Rhinacanthin C suppresses RANKL-induced activation of NF-κB and MAPKs
NF-κB activation is essential for osteoclast differentiation. NF-κB forms a complex with inhibitor IκB, phosphorylation of which leads to degradation and dissociation of IκB from the NF-κB/p65 subunit. Then, phospho-NF-κB/p65 translocates to the nucleus and binds to the promoter of the NFATc1 gene [17]. The MAPK subfamilies ERK, JNK, and p38 are also essential for osteoclast differentiation [18–20]. NF-κB and MAPKs are activated by NFATc1 and c-Fos-integrated RANKL signaling [5,21]. We next examined the effects of rhinacanthin C on RANKL-driven activation NF-κB and MAPKs (Fig 4). Within 10 min, RANKL induced phosphorylation of IκB, NF-κB/p65, ERK, and JNK in BMM culture; however, rhinacanthin C suppressed this RANKL-induced phosphorylation. Rhinacanthin C did not suppress RANKL-induced phosphorylation of p38. Thus, rhinacanthin C suppresses RANKL-mediated activation of the ERK, JNK, and NF-κB signaling axis in osteoclastogenesis.

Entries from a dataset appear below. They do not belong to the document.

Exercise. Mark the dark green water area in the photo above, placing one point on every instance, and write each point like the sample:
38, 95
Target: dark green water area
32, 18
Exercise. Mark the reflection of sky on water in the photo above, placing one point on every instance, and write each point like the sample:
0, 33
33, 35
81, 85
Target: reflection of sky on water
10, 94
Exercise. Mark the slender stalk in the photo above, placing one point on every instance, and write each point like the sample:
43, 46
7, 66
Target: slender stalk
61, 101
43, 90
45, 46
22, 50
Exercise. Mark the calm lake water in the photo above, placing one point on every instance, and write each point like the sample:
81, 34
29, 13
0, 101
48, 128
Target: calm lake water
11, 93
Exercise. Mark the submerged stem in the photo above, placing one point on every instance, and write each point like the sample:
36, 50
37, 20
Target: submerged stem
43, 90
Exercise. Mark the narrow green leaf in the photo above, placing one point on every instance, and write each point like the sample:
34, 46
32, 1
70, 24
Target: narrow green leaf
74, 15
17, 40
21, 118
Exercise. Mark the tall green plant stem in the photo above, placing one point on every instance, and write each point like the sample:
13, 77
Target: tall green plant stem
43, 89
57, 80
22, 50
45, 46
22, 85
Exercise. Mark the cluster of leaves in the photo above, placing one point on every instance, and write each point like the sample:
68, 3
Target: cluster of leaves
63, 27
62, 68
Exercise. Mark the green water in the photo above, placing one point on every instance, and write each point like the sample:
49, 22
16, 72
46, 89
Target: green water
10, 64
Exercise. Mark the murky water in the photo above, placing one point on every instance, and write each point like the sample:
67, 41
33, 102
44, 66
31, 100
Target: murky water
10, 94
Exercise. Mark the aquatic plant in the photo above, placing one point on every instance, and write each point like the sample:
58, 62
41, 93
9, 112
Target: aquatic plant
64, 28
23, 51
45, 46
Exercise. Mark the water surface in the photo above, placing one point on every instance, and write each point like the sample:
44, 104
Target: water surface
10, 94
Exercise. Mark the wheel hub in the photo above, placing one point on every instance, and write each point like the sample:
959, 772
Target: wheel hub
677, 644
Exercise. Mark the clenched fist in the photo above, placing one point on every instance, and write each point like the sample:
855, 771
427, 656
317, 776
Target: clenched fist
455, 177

A, BMCs were cultured for 3 days with M-CSF (10 ng/mL), then with RANKL (R, 10 ng/mL) for 10 min in the presence or absence of rhinacanthin C (RC, 1 μM). Whole-cell extracts were analyzed by western blotting. B, The levels of phosphorylated proteins were quantified, normalized to the total levels of corresponding proteins, and expressed as the fold change vs. the untreated control (Ctl). Values are the means ± SD of three to four independent experiments. *P < 0.05, **P < 0.01.
Rhinacanthin C suppresses RANKL-induced TRAF6-TAK1 complex formation
TRAF6 and TAK1 complex formation is an important step prior to RANKL-mediated MAPK and NF-κB activation in BMMs [22]. As rhinacanthin C suppressed RANKL-stimulated MAPK and NF-κB activation, we next examined whether rhinacanthin C could inhibit TRAF6–TAK1 complex formation. In pull-down assays, co-immunoprecipitation of TAK1 with anti-TRAF6 antibody (and of TRAF6 with anti-TAK1) increased in the presence of RANKL (Fig 5). However, rhinacanthin C suppressed RANKL-induced co-precipitation of TRAF6 and TAK1. Thus, rhinacanthin C inhibits RANKL-stimulated osteoclastogenesis by suppressing TRAF6–TAK1 complex formation, thereby modulating the downstream signaling pathways required for osteoclast-specific gene expression.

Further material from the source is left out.